Work your way down to the bend pulling the foam down as you go. Add in rid, remembering that this is a buoyant pattern so wire is out and monofilament is in (my fly tying tip of the year is to give the mono a little nip with your teeth before you tie in - my dental tip of the year is to brush twice daily, floss regularly and not to use your teeth to bite tippet material). Dub some fur. Where I fish, the corixae are of a creamy yellow colour. Wind back towards the eye leaving plenty of room for head. Rib it.
Next to go in are the legs of your choice. Then pull over the foam. Tie in and cut. You have choices how you cut. You can either go for the slim attractive type, or you can go hell for leather for the big bouncy type. I like a bit of both, but there again I would.

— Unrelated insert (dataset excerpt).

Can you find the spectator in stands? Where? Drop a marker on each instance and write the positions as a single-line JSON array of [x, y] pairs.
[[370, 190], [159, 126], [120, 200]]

My tying for the suspender buzzer is of course not my tying, but a tying I like to use. Simplicity and durability are the keys. Now I do know people who are using cased caddis patterns (which I don't because me thinks they looks too much like a pellet) and doing seriously well with them. They are tied with spun deer hair. Which is OK I guess. But I admit that with regards to floating fries I would much rather have an ethafoam job since (a) it doesn't get waterlogged for weeks and (b) the whole idea of a spondoolie is that it floats lower in the water and this just isn't a consideration with boobies.
Light lines, small flies
A final thought to leave you with is line ratings. For many bank anglers sunk line work is a heavy affair. Not for me. I use six weight high-density lines. Sometimes five's. The reason being is that I often find myself using boobies tied on size 16's and 18's. This demands fine leaders. No way can you fish a fine point on an 8-weight.